Prosecutors pleaded that if the identity of ‘intermediary 143’ were revealed to Mr. Lubanga’s defense before protective measures were instituted for the intermediary, his security would be compromised. The reluctance of the prosecution to implement the judges’ order handed down yesterday stalled today’s hearing, with the witness scheduled to continue giving evidence spending all day in the waiting room.
Judges Adrian Fulford, Elizabeth Odio Benito, and René Blattmann, rejected the prosecution’s repeated pleas and issued a fresh order late today that the identity of ‘intermediary 143’ be revealed to the defense team, including a “defense resource person” who is based in the Democratic Republic of Congo (DRC).
At the start of the day’s proceedings, Judge Fulford pointed out that the prosecution had not honored the order issued yesterday and planned to appeal the order. The defense had indicated since yesterday that they could not proceed with the cross-examination of ‘intermediary 321’ who is currently giving evidence if they were unaware of the identity of ‘intermediary 143’.
Stated defense attorney Jean-Marie Biju-Duval: “The trial chamber is not gathering information here from a factual witness. Rather, the trial chamber is, in hearing this testimony, ascertaining whether ‘intermediary 321’ did have or did show an inappropriate form of behavior and it’s up to the chamber to ascertain whether there is a serious probability that ‘321’ lied and incited people to lie.”

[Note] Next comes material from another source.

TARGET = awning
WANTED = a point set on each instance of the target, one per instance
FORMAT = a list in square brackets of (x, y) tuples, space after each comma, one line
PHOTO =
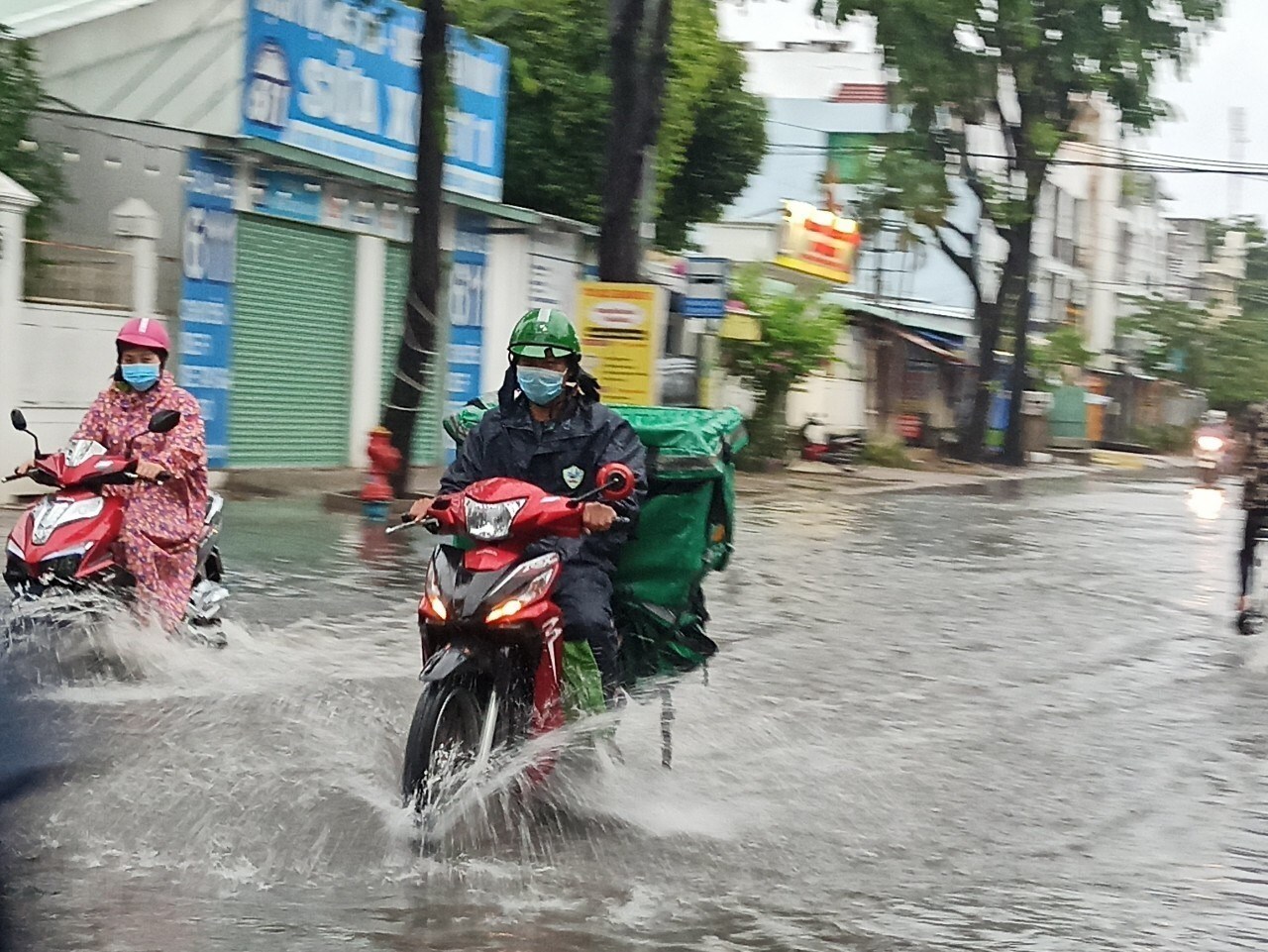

According to testimony heard from some defense witnesses, certain intermediaries of prosecution investigators incited witnesses to lie to court. The intermediaries going by the numbers 321 and 143 are among those who have been singled out as having bribed, or coached witnesses to claim that they were former child soldiers in the Union of Congolese Patriots (UPC), the group Mr. Lubanga is alleged to have led.
Mr. Lubanga is charged with recruiting, conscripting and using child soldiers in armed conflict in the DRC between 2002 and 2003.
Because of the incriminating testimony heard about the conduct of these intermediaries, judges ordered the Office of The Prosecutor (OTP) to produce the intermediaries and the investigators they worked with. But yesterday prosecutors reported that although ‘intermediary 143’ had earlier consented to testifying, he had since asked to be provided with a document setting out the protective measures the court would offer him before he would allow to give testimony.
Today, the judges recalled that on May 12, 2010 they ruled that to enable the defense to conduct necessary and meaningful investigations, and to secure a fair trial for the accused, it was strictly necessary for the identity of ‘intermediary 143’ to be disclosed.
Accordingly, judges rejected an appeal from prosecutors to suspend the order for the identity of ‘intermediary 143’ to be revealed to the defense pending a proposed appeal by the OTP. They ordered the OTP to make the disclosure, and gave the defense up to the afternoon to prepare for questioning the current witness based on that disclosure.
In the afternoon, Sara Criscitelli, the prosecution coordinator, appeared and told judges that the OTP was finding it difficult to disclose the identity of the intermediary. She explained that if the identity of the intermediary were disclosed, he would be at the risk of being killed by members of the Hema ethnic group in Bunia, in eastern Congo, who would consider him a traitor. Most of the supporters of the UPC are from the Hema group.
However, the judges ruled that they did not have reason to believe that ‘intermediary 143’ would be in danger if his identity were revealed to the defense team.
“The limited disclosure that we have ordered in our judgment has the result of ensuring there’s no deterioration of the security position of that individual,” said Judge Fulford. He ordered that only Mr. Lubanga, his defense team in The Hague, and the resource person in Congo should have access to the disclosed information. Moreover, they were not to reveal or use this information for any purpose other than questioning in court.
The defense will tomorrow continue cross-examining ‘intermediary 321’.